The late-night swoop against the Zaman newspaper raised fresh concerns over declining media freedoms in Turkey, a key EU ally ahead of a visit by Prime Minister Ahmet Davutoglu to Brussels Monday for a crucial summit meeting with EU leaders.
Zaman, closely linked to Erdogan's arch-foe, the US-based preacher Fethullah Gulen, was on Friday placed under the control of a board of trustees after a court order which critics said was another attempt to silence opposition media.
"The Constitution is suspended," the newspaper, which managed to print its latest issue despite the takeover, said on its front page in large font on a black background.
"Yesterday (Friday) marked one of the darkest days in the history of Turkish press," it said.
Turkish riot police yesterday fired rubber bullets and tear gas to disperse a new protest by the newspaper's supporters outside its Istanbul headquarters.
"Free press cannot be silenced," a group of demonstrators shouted.
Police used large amounts of tear gas, water cannon and rubber bullets to disperse around 500 people, an AFP photographer at the scene reported.
Zaman, with an estimated circulation of 650,000, went to print earlier than usual on Friday evening before the police raid and the number of its pages was reduced to 16 from 24, one of its journalists said.
Sevgi Akarcesme, the editor-in-chief of the paper's English language edition Today's Zaman, said on Twitter yesterday that the newspaper office had had all Internet connections cut.
"We are not able to work anymore," she wrote.
During Friday's raid, police first cleared protesters with tear gas and water cannon, then used bolt-cutters to open the gates before dozens of officers marched in to take over the building and formally place it under administration, media images showed.
Once the building was cleared, court-appointed administrators were bussed inside the complex to begin their work, local media reported.
The new administrators yesterday fired Zaman's editor-in-chief Abdulhamit Bilici, press reports said.
On an official visit to Iran, Prime Minister Ahmet Davutoglu denied any government interference in the seizure of the newspaper.
"They are certainly not political but legal processes," he said in remarks carried by Turkish television.
"Turkey is a state governed by rule of law... It is out of the question for neither by me nor any of my colleague to interfere in this process," he said.
But he cautioned: "We should not shut our eyes to ... a parallel structure within the state using the press and other tools" to promote its agenda.
The raid prompted a worried response from the European Union, which urged Ankara to respect media freedom.
"The EU has repeatedly stressed that Turkey, as (an EU) candidate country, needs to respect and promote high democratic standards and practices, including freedom of the media," the EU's diplomatic service said in a statement.
The Russian foreign ministry called for a probe by the international community including the Council of Europe into the crackdown.

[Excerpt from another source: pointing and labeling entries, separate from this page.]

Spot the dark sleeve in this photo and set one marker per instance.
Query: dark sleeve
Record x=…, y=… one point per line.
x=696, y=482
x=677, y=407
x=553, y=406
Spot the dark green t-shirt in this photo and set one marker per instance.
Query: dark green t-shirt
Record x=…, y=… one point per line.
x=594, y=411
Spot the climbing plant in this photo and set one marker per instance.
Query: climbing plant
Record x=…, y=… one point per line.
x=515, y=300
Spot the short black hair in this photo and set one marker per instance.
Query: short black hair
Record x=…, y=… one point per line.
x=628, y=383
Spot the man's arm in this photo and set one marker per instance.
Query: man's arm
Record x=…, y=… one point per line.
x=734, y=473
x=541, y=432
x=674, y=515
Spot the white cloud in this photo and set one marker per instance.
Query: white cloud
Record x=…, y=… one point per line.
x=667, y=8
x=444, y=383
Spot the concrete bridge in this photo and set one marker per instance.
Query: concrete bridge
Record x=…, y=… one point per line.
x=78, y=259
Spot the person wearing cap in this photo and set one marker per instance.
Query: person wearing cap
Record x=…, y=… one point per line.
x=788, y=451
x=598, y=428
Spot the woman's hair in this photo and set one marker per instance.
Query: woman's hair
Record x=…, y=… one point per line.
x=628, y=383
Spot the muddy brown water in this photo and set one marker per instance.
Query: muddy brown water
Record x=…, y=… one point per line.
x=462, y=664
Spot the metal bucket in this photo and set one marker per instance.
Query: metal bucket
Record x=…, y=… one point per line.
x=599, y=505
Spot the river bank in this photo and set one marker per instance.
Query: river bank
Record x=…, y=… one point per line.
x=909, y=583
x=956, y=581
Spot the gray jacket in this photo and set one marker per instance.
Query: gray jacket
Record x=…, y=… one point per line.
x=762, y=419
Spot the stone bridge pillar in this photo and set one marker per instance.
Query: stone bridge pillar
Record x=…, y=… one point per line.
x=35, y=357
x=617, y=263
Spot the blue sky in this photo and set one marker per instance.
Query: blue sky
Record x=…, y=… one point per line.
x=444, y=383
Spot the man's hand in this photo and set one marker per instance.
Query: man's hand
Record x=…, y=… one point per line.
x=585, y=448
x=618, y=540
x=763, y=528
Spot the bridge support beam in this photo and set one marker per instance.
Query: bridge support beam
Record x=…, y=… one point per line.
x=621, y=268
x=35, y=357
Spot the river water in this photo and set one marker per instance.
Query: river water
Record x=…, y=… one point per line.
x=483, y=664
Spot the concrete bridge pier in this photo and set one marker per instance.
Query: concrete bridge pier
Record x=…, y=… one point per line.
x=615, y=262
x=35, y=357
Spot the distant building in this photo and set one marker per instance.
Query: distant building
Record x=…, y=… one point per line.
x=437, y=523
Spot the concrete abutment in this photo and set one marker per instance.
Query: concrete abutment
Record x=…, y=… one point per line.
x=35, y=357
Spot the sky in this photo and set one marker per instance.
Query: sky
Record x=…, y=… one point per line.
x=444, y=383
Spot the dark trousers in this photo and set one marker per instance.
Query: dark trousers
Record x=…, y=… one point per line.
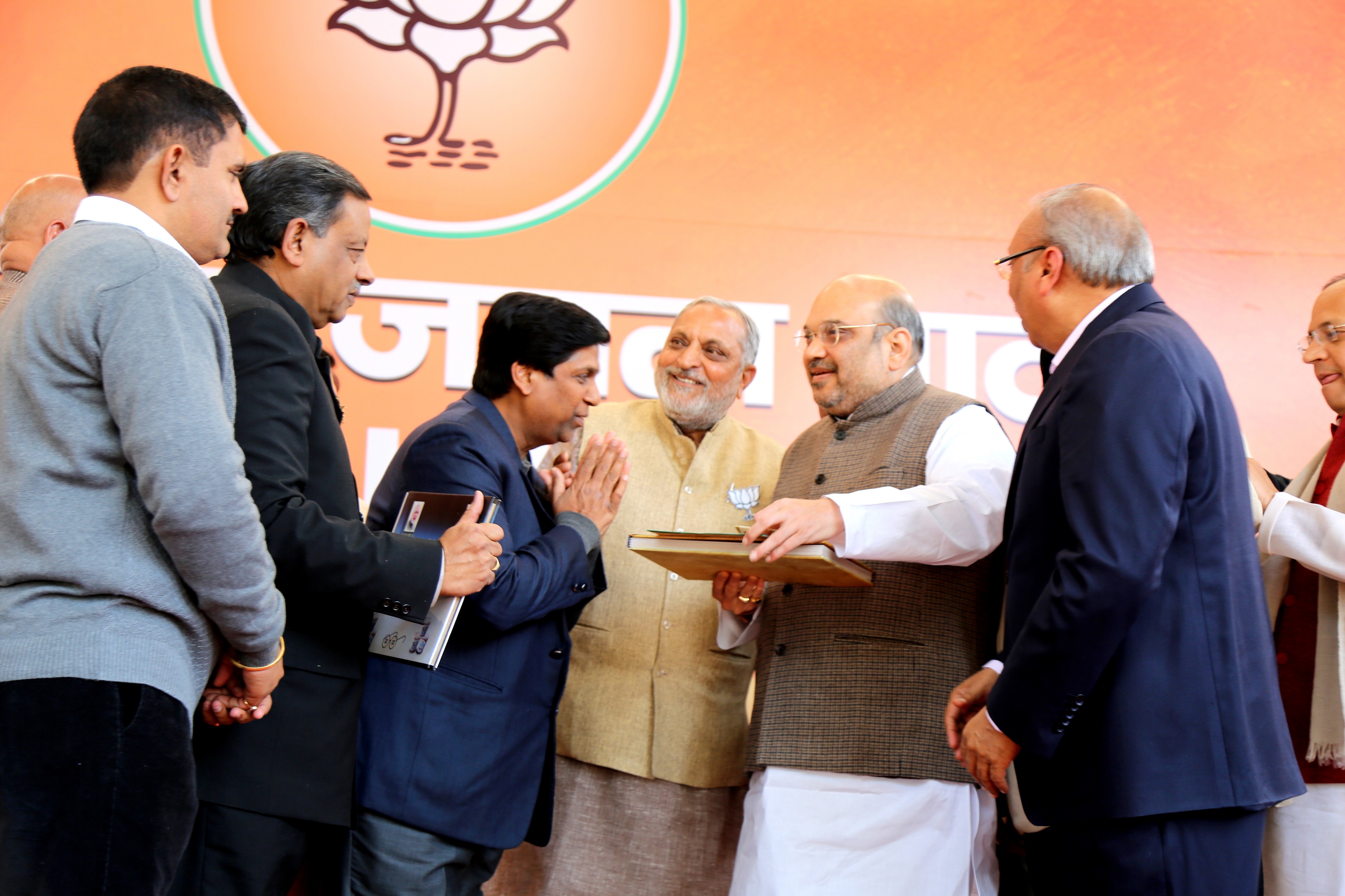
x=1204, y=853
x=97, y=787
x=234, y=852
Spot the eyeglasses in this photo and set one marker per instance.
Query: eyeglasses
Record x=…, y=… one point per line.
x=1005, y=267
x=1324, y=334
x=829, y=334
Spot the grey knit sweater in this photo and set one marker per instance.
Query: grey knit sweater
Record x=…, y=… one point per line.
x=128, y=537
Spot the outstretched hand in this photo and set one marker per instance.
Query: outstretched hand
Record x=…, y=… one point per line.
x=794, y=522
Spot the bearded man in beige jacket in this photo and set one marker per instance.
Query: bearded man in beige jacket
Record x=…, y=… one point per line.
x=653, y=727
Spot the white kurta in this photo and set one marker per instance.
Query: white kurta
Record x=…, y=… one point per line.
x=1305, y=837
x=809, y=833
x=1305, y=844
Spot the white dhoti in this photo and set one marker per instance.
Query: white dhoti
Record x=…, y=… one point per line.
x=811, y=833
x=1305, y=844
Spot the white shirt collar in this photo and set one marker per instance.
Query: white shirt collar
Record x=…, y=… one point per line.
x=1083, y=325
x=108, y=210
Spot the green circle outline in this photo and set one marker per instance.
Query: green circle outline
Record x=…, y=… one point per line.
x=497, y=232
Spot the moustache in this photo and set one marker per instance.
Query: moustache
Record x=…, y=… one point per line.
x=686, y=375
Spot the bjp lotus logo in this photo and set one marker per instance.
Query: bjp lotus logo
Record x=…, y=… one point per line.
x=463, y=117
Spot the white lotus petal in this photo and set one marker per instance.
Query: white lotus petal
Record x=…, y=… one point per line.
x=507, y=44
x=503, y=10
x=540, y=10
x=447, y=48
x=381, y=26
x=451, y=11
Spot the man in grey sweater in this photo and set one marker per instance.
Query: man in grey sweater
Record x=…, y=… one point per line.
x=134, y=552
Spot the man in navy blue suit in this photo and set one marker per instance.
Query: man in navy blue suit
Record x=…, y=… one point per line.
x=457, y=764
x=1136, y=695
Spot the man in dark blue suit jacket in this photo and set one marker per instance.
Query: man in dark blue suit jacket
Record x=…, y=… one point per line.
x=1139, y=674
x=457, y=764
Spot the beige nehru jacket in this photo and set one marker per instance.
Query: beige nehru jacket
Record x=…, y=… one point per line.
x=649, y=692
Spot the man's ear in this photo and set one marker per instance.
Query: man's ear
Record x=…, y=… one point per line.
x=53, y=231
x=748, y=376
x=1052, y=270
x=298, y=235
x=899, y=348
x=522, y=377
x=174, y=159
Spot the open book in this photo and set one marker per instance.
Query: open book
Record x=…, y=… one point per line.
x=424, y=514
x=700, y=555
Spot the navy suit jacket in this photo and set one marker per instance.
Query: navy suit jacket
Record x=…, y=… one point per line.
x=469, y=750
x=1140, y=670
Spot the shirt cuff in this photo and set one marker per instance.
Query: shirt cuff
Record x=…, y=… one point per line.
x=584, y=526
x=997, y=665
x=1269, y=518
x=734, y=631
x=260, y=658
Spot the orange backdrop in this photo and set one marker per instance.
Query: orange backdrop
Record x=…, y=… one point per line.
x=809, y=140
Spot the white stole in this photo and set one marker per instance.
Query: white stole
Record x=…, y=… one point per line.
x=1327, y=734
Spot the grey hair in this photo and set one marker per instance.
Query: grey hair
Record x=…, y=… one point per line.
x=1106, y=247
x=751, y=337
x=286, y=186
x=900, y=311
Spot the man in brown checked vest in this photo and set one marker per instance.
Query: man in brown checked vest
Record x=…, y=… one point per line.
x=855, y=789
x=653, y=728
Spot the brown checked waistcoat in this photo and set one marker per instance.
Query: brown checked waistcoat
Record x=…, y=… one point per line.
x=856, y=680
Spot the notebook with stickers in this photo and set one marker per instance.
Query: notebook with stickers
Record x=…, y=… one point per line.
x=424, y=514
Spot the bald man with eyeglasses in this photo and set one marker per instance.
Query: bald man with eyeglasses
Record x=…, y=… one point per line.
x=1300, y=534
x=855, y=789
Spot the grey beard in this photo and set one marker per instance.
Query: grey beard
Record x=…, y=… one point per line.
x=700, y=415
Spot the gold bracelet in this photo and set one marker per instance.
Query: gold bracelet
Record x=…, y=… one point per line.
x=279, y=657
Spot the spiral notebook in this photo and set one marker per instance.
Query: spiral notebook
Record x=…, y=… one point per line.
x=424, y=514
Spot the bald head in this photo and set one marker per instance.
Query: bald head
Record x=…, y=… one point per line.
x=879, y=338
x=1103, y=241
x=37, y=213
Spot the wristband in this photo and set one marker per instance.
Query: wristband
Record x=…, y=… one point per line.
x=279, y=657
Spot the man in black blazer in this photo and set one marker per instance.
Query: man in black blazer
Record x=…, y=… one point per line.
x=278, y=794
x=1139, y=673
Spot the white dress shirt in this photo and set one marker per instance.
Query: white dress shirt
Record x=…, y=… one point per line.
x=1309, y=533
x=954, y=520
x=108, y=210
x=1083, y=325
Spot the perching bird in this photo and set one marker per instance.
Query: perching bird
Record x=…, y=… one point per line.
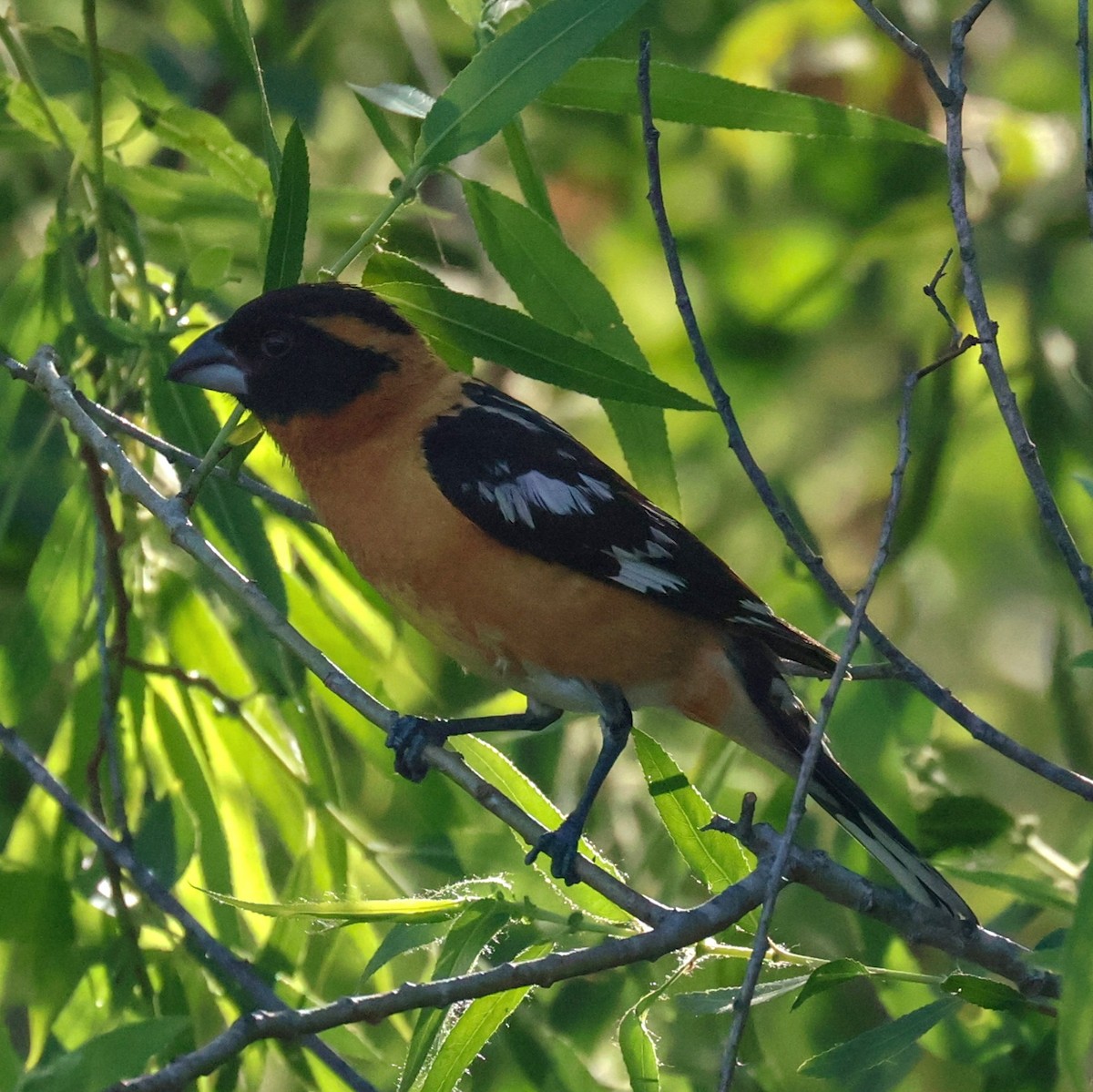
x=520, y=553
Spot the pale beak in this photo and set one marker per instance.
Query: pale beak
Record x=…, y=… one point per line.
x=209, y=363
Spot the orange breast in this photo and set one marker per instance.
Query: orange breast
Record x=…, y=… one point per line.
x=497, y=611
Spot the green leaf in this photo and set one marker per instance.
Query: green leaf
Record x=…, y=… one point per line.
x=350, y=911
x=385, y=267
x=491, y=764
x=167, y=839
x=638, y=1053
x=284, y=260
x=715, y=859
x=879, y=1044
x=513, y=70
x=397, y=97
x=1076, y=1006
x=680, y=94
x=210, y=145
x=830, y=974
x=475, y=1027
x=509, y=338
x=711, y=1003
x=393, y=145
x=42, y=631
x=465, y=941
x=558, y=290
x=400, y=939
x=247, y=43
x=110, y=1057
x=985, y=993
x=38, y=118
x=965, y=821
x=1038, y=892
x=186, y=418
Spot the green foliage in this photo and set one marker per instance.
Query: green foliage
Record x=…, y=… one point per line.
x=235, y=158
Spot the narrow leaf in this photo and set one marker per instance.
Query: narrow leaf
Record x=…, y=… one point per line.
x=397, y=97
x=638, y=1053
x=247, y=43
x=491, y=764
x=985, y=993
x=350, y=911
x=393, y=145
x=716, y=861
x=1076, y=1008
x=475, y=1027
x=557, y=289
x=680, y=94
x=711, y=1003
x=831, y=974
x=509, y=338
x=513, y=70
x=284, y=260
x=467, y=939
x=879, y=1044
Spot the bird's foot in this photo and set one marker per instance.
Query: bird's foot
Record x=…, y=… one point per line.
x=561, y=846
x=408, y=738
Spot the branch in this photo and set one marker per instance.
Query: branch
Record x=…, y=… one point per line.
x=951, y=97
x=812, y=755
x=907, y=669
x=175, y=517
x=113, y=422
x=230, y=971
x=915, y=923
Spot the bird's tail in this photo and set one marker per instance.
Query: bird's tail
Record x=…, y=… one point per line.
x=834, y=790
x=846, y=802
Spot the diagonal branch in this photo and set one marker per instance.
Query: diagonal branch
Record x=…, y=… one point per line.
x=174, y=515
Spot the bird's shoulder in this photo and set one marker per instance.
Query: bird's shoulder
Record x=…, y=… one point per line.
x=531, y=485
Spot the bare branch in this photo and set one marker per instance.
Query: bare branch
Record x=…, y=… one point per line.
x=916, y=924
x=229, y=968
x=175, y=517
x=951, y=97
x=907, y=669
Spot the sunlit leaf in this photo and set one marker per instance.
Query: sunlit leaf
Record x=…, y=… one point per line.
x=681, y=94
x=879, y=1044
x=507, y=337
x=511, y=71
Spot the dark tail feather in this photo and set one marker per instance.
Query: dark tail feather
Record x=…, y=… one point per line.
x=837, y=793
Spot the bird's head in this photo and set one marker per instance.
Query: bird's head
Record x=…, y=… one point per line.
x=309, y=349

Washington also urged Turkey to protect freedom of speech, saying the court order was "the latest in a series of troubling judicial and law enforcement actions taken by the Turkish government targeting media outlets and others critical of it."
Emma Sinclair-Webb, senior Turkey researcher for Human Rights Watch, called the court order "a veiled move by the president to eradicate opposition media and scrutiny of government policies."